Ce qu’est un passionné d’autobus

Un passionné d’autobus — aussi appelé maniaque des autobus, ou dans l’usage anglophone bus spotter — est un enthousiaste qui fait des autobus un loisir. Le sujet couvre tout le domaine : autobus de ligne, autocars de grande route, autocars de location, navettes, autobus privés. Tout ce qui touche aux autobus est bon à prendre.

Le loisir est proche du railfanning, puisque tous deux prennent les transports publics du quotidien comme objet, et la ressemblance est la plus forte dans le secteur des autobus de ligne. En même temps, un autobus est une forme d’automobile, si bien que la passion des autobus est aussi un genre au sein de l’enthousiasme automobile, et son vocabulaire emprunte largement aux termes automobiles. Parce que les mêmes constructeurs de moteurs diesel fabriquent les deux, le chevauchement avec le truck-spotting est particulièrement profond. Le résultat est une activité qui porte les traits à la fois du railfanning et de la passion automobile sans s’inscrire parfaitement dans l’un ou l’autre.

La portée du terme

Les sources japonaises nomment les pratiquants バスファン (basu fan) et バスマニア (basu mania), avec les équivalents anglais donnés comme bus spotter et bus fan. L’étiquette couvre les personnes dont l’intérêt porte sur les véhicules, les itinéraires, les arrêts et les terminaux, les souvenirs, les enregistrements, les modèles réduits, ou la conduite et la possession effective d’autobus — des catégories qui, en pratique, se chevauchent constamment, puisqu’un même enthousiaste peut photographier une flotte le jour, poursuivre une ligne supprimée pendant un jour de congé, et conserver une étagère de modèles en métal moulé chez lui.

Le premier groupe de recherche sur les autobus

Un jour d’avril 1976, un groupe d’enthousiastes fonda la Japan Bus Research Society, la première organisation japonaise consacrée au loisir des autobus. Deux mois plus tard, en juin, elle lança un journal pour ses membres intitulé Bus Fan, dont des exemplaires parvenaient aux non-membres par l’intermédiaire d’une poignée de boutiques de miniatures automobiles. Des scissions et des fusions suivirent ; aujourd’hui, la société est en sommeil.

La fondation de la Japan Bus Friends Association eut lieu en 1980. Entre ces deux dates, les passionnés d’autobus au Japon avaient acquis quelque chose dont ils s’étaient jusque-là passés : leurs propres institutions.

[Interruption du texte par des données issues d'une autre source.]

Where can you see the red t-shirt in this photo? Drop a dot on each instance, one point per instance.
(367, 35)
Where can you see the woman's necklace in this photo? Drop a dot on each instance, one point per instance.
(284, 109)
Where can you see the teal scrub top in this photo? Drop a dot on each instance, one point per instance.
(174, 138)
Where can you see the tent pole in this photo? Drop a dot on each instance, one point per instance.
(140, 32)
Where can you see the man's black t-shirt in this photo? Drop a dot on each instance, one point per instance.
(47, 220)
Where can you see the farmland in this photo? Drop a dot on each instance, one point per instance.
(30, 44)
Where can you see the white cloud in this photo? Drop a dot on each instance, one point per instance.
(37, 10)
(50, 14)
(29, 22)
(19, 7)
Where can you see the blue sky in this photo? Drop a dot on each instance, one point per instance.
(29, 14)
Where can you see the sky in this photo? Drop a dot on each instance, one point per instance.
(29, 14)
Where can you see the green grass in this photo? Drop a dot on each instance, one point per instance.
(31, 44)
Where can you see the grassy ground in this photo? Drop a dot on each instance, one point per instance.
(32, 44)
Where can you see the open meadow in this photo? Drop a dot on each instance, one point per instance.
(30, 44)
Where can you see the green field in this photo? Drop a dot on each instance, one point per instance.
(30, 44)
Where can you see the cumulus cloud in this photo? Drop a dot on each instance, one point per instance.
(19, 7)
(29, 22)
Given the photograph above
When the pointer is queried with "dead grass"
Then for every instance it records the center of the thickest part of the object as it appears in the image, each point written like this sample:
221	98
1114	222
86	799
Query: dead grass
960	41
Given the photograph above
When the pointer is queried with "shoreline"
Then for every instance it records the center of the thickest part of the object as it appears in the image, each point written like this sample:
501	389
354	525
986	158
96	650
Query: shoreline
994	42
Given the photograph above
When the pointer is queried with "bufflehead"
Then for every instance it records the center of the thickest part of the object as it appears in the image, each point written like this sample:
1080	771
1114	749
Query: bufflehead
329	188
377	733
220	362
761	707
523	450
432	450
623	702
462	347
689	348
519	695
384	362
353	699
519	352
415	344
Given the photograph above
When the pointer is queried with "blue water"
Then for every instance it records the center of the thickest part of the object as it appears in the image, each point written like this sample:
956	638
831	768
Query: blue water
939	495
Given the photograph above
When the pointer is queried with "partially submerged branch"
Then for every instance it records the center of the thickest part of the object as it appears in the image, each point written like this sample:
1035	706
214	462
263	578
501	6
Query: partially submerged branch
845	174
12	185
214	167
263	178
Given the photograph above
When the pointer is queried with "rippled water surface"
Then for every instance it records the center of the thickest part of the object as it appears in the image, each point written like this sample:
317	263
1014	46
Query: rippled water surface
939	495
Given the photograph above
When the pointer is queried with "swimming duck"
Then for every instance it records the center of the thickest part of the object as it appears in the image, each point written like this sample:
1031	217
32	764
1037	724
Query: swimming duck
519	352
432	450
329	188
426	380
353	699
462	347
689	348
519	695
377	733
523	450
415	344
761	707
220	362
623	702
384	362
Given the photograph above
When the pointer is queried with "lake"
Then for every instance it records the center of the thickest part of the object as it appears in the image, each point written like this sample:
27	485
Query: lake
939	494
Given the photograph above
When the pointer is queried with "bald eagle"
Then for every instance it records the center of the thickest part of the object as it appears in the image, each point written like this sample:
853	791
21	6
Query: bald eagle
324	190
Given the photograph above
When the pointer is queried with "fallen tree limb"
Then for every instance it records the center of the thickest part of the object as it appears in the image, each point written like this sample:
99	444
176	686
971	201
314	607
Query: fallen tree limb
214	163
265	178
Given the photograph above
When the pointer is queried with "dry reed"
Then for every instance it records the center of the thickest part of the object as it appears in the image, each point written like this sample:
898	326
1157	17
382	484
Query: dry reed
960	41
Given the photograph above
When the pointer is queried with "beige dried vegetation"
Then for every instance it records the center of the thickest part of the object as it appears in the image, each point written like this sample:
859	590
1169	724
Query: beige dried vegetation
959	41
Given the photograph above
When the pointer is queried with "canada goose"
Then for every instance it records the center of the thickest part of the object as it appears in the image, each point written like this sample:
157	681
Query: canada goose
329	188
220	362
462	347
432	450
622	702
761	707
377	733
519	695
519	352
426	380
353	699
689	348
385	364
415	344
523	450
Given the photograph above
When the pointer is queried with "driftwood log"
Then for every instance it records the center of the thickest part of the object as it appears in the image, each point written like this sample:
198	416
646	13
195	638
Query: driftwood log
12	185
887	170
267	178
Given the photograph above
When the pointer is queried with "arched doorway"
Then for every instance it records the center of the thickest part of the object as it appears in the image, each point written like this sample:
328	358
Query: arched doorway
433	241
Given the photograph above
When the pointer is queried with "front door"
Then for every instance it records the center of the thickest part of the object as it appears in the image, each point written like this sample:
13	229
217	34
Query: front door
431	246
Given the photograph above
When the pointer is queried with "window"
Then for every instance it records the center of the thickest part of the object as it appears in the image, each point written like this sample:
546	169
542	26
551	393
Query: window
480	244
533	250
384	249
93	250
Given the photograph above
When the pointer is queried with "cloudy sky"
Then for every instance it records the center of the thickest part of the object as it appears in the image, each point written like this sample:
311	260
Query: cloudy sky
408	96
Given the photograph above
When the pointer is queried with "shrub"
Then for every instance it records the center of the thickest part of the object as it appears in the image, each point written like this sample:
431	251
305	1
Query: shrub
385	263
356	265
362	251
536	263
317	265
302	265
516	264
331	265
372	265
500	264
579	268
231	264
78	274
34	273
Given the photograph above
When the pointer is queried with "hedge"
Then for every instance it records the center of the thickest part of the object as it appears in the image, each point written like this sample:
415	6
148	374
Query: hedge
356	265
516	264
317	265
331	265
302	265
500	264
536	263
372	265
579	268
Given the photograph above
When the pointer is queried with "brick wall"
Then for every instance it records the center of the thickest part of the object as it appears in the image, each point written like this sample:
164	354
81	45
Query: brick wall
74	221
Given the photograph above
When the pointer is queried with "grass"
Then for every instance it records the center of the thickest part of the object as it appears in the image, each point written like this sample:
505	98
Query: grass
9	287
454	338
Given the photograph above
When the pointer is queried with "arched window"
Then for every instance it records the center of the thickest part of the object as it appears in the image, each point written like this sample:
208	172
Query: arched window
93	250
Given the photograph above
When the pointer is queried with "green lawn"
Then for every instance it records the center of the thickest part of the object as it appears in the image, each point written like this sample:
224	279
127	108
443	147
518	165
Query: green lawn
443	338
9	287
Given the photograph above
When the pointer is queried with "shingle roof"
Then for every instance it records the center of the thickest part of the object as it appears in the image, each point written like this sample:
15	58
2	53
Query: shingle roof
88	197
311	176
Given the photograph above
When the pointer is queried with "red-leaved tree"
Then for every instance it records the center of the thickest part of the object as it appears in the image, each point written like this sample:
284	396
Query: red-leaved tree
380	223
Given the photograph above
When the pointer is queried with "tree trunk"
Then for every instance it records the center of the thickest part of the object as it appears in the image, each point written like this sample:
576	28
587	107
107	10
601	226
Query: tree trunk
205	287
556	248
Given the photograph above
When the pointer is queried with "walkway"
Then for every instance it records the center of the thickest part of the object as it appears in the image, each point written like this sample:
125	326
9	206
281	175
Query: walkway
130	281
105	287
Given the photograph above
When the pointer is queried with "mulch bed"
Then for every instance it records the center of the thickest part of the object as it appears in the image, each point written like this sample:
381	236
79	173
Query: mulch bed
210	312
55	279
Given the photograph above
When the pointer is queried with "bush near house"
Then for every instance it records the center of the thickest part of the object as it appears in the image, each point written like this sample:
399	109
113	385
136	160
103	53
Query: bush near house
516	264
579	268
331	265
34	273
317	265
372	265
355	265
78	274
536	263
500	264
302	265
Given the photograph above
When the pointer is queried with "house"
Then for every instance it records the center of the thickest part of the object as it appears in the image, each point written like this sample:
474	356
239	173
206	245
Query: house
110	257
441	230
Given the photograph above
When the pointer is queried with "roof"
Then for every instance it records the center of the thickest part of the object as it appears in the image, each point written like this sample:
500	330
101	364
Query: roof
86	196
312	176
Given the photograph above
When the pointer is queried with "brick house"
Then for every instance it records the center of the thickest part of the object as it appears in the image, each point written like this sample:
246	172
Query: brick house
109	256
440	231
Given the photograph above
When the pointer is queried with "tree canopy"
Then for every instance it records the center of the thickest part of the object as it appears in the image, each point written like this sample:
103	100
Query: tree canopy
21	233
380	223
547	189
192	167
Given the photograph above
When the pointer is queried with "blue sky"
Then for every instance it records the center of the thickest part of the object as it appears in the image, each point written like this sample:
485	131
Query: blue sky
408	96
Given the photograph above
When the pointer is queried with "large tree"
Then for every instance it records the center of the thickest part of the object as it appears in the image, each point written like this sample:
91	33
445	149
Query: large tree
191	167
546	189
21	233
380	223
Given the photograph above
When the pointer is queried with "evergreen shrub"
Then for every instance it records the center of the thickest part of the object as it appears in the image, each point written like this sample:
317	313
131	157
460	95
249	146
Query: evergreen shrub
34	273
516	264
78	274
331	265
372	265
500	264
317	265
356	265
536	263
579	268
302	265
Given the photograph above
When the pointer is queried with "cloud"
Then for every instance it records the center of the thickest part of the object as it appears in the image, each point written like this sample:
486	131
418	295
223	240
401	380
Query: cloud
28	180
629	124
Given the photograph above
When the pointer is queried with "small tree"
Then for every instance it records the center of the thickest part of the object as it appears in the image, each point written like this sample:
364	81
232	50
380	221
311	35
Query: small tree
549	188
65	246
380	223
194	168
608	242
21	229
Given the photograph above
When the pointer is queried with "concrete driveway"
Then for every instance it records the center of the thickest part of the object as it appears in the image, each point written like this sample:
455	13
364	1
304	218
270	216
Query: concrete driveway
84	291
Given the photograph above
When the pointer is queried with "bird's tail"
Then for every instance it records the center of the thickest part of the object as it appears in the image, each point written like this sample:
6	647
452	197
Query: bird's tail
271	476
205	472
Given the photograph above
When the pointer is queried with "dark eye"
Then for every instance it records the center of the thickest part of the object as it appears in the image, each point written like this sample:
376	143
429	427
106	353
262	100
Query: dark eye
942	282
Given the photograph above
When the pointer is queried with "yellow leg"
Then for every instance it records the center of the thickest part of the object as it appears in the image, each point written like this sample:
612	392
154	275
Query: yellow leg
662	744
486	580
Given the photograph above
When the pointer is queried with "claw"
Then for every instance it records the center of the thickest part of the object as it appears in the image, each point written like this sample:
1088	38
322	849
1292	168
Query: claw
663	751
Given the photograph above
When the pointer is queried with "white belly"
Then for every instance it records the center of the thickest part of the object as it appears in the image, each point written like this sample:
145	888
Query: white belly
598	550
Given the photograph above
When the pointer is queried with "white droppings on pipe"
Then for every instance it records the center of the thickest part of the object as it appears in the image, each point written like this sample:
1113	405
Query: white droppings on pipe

Les autobus dans les publications de railfans

Les preuves que des individus photographiaient des autobus pour le plaisir remontent bien avant toute organisation. Les autobus avaient été des transports publics ordinaires depuis le début, aussi familiers que les trains, et les enthousiastes ferroviaires les traitaient comme un intérêt subsidiaire.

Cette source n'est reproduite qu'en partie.